Query materialized views with Java, Spring, and streaming database
Bobur Umurzokov
Posted on July 23, 2023
Materialized views are a powerful tool in database management systems that allow users to pre-compute and store the results of a query, improving performance and reducing the need for expensive computations. However, in modern, fast-paced business environments, the data in the database may change frequently, requiring frequent updates to materialized views. Streaming databases enable us to continuously ingest and process large amounts of data from different data sources in real-time.
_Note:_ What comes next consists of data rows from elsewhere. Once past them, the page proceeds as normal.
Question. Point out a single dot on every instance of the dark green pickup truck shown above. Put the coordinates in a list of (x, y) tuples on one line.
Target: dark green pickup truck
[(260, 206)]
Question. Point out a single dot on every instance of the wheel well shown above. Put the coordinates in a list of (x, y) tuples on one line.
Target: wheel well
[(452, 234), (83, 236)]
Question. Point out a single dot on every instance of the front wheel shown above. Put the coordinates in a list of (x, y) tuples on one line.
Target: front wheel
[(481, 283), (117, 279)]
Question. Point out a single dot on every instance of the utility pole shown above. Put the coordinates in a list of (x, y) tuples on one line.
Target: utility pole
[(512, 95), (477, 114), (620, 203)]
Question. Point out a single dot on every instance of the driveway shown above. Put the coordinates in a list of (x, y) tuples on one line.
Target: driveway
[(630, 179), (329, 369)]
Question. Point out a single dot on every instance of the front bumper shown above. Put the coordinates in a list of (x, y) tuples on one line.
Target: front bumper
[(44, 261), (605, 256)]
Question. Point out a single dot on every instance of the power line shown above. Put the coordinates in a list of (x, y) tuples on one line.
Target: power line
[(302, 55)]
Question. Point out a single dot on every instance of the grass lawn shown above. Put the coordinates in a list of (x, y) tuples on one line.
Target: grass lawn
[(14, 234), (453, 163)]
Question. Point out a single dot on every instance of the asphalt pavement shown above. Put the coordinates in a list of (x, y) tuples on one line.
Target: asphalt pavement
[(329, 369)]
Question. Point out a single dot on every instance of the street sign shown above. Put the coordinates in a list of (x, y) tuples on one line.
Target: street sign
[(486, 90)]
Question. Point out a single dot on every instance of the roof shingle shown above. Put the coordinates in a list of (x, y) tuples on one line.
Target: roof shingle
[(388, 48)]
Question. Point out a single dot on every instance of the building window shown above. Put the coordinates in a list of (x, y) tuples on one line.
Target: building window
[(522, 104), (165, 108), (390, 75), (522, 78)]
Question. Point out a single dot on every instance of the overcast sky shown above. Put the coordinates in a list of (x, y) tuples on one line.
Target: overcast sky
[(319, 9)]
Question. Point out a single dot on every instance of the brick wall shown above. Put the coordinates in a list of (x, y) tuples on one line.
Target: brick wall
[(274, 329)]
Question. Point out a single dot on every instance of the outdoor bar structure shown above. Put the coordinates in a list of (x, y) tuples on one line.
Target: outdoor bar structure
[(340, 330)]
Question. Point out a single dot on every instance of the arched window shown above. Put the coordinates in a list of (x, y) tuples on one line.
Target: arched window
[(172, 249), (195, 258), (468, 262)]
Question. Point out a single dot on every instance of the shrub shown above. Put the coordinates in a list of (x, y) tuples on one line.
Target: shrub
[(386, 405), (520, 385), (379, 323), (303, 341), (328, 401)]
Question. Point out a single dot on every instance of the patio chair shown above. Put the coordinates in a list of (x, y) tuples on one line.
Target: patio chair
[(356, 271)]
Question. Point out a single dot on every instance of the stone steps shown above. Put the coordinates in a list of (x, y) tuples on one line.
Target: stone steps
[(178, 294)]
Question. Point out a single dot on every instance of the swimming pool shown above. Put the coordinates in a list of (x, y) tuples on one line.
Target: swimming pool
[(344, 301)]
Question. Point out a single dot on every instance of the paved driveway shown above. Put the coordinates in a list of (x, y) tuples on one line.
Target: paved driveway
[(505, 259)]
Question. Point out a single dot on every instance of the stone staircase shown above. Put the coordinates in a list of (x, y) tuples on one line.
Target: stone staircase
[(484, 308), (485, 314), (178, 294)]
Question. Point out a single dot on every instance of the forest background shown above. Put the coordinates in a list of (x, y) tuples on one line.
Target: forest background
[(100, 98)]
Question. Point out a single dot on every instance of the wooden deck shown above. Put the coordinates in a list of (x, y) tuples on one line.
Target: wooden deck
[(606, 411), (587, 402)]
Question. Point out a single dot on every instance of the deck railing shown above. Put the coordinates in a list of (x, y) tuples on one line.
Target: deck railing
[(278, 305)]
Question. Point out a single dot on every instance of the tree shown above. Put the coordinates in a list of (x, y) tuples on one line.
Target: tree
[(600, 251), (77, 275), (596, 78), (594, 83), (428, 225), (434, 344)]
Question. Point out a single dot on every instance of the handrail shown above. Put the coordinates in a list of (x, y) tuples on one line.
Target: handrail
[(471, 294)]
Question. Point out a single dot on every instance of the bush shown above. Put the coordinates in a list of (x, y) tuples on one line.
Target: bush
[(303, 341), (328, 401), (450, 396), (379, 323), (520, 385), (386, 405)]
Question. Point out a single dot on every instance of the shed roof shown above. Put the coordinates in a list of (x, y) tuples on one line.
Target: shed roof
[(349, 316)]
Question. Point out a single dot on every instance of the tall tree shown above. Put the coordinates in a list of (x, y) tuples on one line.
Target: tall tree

In this article, we will explore how to query materialized views with Java, Spring, and a streaming database such as RisingWave.
Learning objectives
You will learn the following throughout the article:
- How to ingest Kafka topics and run real-time queries.
- How to create materialized views with the streaming database.
- Build a Java application that reads and exposes data from materialized views.
Recommended content
Before proceeding with this post, I highly recommend also reading my other posts to understand how a streaming database differs from a traditional database, why we need to use materialized views to query microservices, and how to query real-time data in Kafka using SQL.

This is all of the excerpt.